Local 10 News reporter Glenna Milberg spoke randomly with a girl learning English and a boy who said lunch was good -- mindful that just weeks ago, each likely lived in poverty or fear and made a traumatizing, treacherous trip across the border to connect with someone in the U.S.
"We don't want children to be in our care a day longer than they need to, but we also don't want to release children into an unsafe environment," said Mark Weber, of the U.S. Department of Health and Human Services.
The average stay in the facility is almost two months because of a more careful vetting of sponsors than in the past.
Meanwhile, the teens have medical and legal assistance available, as well as counseling.
They are free to ask for wants and needs and they come and go with a chaperone.
Their dorms resemble college ones, although there are 12 beds to a room for the 13 through 16-year-olds and 144 beds in a cavernous space for the 17-year-olds.

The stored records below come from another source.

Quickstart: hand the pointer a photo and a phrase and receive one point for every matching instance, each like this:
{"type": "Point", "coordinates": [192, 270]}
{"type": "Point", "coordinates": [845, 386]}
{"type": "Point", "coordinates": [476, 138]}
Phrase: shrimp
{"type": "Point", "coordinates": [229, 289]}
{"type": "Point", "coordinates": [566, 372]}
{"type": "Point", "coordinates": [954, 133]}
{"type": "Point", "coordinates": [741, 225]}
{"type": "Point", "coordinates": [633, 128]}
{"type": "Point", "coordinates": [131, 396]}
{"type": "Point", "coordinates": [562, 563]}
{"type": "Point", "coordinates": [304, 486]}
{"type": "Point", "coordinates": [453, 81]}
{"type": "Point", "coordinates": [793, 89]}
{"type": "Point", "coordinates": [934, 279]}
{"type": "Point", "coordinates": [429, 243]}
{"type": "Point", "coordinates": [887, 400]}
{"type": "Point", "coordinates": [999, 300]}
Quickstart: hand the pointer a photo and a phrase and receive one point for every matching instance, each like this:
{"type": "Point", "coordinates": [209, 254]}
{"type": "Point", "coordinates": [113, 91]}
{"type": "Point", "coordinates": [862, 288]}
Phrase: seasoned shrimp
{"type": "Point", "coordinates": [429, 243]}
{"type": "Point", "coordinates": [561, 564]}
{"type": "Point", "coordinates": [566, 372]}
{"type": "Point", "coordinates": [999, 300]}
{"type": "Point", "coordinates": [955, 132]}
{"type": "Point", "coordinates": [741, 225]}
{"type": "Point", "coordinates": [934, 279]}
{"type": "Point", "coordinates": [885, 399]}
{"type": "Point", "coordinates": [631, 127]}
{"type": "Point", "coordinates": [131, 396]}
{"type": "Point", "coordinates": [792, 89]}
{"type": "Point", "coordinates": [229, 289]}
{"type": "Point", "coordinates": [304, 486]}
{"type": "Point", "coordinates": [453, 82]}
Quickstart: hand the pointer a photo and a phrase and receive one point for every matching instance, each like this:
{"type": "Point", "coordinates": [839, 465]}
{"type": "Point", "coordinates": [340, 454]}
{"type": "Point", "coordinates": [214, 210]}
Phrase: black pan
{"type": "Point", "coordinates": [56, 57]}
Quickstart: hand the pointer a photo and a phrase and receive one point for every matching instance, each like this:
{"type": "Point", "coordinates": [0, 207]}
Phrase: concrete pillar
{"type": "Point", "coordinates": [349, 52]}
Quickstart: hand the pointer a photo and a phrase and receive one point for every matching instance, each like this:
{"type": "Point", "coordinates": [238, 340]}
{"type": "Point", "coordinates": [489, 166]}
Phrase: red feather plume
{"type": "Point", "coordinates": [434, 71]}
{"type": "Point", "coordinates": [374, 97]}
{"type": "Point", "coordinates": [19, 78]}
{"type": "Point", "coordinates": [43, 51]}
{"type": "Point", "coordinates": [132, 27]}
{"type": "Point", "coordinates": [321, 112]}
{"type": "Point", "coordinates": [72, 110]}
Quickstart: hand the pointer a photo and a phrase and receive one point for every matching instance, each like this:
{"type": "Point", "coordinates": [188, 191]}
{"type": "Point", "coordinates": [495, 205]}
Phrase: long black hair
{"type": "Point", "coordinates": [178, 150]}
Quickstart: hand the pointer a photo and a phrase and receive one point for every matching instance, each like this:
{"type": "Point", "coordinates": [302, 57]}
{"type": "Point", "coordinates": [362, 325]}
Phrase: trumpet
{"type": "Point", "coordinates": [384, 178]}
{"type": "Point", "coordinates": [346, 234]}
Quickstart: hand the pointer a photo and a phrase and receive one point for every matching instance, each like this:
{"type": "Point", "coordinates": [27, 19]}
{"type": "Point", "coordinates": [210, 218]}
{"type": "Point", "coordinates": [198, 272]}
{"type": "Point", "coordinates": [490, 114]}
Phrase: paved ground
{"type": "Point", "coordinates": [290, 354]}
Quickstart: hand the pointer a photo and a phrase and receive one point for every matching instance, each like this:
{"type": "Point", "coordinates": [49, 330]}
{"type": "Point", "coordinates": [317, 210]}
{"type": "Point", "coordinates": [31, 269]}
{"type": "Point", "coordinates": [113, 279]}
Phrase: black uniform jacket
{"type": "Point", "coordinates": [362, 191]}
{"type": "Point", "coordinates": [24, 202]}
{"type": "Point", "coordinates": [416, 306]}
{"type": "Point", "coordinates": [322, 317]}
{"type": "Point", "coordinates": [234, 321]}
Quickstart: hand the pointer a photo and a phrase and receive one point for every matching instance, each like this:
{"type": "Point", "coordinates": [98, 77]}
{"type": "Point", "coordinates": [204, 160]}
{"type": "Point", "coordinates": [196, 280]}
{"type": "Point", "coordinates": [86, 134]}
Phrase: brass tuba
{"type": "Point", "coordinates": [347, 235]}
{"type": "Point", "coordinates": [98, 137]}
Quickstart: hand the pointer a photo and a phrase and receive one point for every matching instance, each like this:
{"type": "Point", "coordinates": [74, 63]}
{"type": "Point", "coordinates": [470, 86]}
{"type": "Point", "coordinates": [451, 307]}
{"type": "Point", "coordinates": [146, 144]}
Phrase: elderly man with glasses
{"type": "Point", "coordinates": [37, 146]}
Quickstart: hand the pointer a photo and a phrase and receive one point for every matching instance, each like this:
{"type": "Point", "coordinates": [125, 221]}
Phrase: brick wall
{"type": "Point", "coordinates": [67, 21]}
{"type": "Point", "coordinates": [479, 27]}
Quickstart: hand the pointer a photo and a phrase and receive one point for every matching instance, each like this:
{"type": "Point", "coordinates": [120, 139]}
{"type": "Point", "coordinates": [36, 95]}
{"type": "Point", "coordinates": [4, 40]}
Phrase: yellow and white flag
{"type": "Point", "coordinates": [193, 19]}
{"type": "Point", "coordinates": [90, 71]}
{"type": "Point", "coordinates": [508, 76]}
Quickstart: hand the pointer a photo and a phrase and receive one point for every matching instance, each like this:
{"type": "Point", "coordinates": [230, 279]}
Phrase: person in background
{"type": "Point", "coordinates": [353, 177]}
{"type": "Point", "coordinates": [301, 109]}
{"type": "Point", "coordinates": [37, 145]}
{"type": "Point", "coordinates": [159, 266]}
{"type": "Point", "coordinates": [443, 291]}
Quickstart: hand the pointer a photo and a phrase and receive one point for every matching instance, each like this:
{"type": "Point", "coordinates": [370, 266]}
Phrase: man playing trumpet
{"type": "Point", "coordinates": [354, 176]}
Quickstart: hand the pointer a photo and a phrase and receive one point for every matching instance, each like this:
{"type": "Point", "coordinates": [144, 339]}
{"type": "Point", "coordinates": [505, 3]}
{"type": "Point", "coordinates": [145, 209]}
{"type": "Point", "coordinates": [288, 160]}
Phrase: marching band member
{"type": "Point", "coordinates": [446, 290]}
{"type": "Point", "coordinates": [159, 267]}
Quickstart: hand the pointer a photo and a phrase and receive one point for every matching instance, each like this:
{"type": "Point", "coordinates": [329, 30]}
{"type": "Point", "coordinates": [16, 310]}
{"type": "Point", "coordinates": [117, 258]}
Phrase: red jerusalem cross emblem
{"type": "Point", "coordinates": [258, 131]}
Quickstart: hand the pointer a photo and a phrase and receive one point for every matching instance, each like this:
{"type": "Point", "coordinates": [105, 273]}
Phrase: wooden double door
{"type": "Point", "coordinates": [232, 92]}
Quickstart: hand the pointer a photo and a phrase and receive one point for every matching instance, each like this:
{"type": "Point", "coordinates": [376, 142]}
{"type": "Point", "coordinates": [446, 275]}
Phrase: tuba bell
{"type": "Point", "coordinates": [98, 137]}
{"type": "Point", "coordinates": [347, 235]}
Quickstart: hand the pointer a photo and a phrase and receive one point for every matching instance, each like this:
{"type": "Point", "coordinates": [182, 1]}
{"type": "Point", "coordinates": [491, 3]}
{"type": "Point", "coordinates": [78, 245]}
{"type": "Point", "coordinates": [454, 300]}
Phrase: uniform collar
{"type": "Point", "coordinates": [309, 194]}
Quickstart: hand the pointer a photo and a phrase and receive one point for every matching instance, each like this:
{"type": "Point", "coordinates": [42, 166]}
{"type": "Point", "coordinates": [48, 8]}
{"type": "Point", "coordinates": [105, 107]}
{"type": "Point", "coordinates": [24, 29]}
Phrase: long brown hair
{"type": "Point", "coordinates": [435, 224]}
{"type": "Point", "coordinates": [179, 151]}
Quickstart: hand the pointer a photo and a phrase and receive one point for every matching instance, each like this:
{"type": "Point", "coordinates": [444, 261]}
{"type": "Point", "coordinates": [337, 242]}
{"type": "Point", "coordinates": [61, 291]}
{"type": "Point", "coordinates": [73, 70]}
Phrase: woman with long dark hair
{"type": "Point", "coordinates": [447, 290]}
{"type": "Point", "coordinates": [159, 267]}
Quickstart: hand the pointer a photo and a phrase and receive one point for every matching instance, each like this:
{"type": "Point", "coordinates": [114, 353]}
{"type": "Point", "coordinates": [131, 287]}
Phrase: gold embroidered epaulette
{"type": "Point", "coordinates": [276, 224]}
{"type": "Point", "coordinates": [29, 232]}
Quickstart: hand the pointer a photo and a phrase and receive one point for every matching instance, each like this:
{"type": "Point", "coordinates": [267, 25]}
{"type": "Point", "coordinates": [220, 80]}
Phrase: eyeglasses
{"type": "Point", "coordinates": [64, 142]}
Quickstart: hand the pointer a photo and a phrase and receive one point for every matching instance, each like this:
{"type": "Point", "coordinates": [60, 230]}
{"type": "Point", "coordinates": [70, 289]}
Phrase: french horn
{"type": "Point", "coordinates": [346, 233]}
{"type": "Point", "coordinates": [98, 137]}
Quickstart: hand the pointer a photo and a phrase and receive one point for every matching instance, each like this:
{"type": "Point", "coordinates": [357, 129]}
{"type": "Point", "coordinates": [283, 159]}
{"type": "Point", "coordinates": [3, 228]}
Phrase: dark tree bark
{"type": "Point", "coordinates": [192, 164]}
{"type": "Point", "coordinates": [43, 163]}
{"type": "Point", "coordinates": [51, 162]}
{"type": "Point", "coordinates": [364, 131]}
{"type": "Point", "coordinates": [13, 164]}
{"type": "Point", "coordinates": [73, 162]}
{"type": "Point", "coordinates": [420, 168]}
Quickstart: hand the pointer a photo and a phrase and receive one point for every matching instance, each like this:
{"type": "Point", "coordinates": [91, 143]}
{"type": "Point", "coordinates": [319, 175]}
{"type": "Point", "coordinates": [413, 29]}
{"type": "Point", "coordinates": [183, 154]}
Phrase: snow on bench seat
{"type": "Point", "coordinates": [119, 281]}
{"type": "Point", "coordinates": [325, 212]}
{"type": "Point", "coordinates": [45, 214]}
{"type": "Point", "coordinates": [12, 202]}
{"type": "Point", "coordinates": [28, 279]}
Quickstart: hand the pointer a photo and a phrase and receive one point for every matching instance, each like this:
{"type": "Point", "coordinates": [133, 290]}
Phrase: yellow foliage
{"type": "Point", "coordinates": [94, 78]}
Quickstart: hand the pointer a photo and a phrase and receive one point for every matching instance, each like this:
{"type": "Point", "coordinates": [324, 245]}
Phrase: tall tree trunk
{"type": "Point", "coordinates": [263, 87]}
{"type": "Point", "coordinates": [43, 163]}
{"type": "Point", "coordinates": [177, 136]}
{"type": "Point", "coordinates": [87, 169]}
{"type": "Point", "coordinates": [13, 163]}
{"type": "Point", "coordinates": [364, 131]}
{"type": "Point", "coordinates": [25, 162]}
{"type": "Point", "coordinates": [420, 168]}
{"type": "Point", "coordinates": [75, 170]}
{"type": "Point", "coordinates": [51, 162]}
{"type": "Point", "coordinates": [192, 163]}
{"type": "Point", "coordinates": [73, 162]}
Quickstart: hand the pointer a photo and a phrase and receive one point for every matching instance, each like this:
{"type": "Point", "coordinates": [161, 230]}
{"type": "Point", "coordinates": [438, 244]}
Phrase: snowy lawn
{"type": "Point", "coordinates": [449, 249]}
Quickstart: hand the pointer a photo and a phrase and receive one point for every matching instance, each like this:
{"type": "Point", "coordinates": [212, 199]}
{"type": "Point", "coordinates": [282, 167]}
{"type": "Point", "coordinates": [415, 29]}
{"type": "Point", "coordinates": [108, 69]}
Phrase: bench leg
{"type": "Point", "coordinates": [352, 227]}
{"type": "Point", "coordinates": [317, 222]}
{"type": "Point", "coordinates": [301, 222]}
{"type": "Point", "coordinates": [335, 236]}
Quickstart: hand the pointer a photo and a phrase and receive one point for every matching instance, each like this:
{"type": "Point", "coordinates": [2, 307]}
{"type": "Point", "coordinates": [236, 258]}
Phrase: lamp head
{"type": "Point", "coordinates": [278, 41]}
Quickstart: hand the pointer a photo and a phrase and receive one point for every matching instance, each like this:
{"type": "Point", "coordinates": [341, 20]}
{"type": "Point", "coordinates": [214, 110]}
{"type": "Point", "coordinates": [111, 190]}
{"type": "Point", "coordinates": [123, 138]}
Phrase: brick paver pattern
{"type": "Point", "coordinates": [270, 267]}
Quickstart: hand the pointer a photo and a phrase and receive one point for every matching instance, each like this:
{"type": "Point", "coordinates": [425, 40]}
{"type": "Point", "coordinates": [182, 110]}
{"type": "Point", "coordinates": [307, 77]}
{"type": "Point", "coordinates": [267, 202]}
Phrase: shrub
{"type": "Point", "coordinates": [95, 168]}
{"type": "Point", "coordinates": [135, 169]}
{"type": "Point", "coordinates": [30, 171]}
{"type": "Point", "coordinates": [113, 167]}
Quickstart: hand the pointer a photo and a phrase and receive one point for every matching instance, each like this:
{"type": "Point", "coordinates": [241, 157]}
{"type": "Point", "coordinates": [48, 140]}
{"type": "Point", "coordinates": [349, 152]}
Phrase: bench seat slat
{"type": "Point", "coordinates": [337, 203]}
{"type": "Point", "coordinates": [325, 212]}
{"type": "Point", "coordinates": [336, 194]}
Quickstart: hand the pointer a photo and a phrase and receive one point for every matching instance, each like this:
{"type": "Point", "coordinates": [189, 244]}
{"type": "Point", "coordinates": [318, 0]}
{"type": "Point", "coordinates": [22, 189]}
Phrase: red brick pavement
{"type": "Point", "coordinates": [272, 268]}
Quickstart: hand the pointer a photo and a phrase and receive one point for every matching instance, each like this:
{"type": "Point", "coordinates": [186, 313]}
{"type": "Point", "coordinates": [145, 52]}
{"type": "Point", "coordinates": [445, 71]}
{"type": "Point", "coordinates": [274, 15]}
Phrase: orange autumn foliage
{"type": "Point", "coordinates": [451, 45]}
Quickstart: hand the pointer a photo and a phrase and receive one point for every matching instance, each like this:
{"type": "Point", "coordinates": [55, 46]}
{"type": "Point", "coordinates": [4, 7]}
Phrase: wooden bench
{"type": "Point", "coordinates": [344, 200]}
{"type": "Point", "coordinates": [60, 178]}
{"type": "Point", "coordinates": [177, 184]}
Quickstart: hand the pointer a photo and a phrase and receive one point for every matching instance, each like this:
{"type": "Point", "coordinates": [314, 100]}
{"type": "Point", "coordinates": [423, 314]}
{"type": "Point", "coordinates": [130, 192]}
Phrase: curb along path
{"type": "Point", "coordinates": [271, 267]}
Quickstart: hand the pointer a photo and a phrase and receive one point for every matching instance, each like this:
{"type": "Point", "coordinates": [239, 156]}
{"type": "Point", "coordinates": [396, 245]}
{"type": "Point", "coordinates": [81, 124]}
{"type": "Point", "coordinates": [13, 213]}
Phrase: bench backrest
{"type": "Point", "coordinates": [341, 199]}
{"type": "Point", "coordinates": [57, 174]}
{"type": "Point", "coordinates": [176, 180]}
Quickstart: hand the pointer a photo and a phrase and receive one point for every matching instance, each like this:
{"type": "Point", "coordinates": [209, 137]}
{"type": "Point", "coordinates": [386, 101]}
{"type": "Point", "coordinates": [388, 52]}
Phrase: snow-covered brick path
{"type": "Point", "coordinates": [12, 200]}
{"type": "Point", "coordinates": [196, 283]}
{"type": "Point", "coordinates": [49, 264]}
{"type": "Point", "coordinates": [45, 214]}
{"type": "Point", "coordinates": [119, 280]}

Walls are covered with artwork, inspirational messages and advisories on sexual abuse and how to report it.
A central command room has security camera images and digital tracking.
Protesters outside have not yet been offered a chance to see inside, and some say they may not realize they and the staffers at the facility want the same thing.
"We need to be able to make sure kids aren't backing up at Border Patrol stations. This is why we come and do these type of operations," said Lydia Holt, of the Office of Refugee Resettlement.
There are 1,621 teens currently at the shelter and the population can expand if needed.
Staffers said they begin looking for a sponsor for permanent placement of each child the day they arrive at the shelter.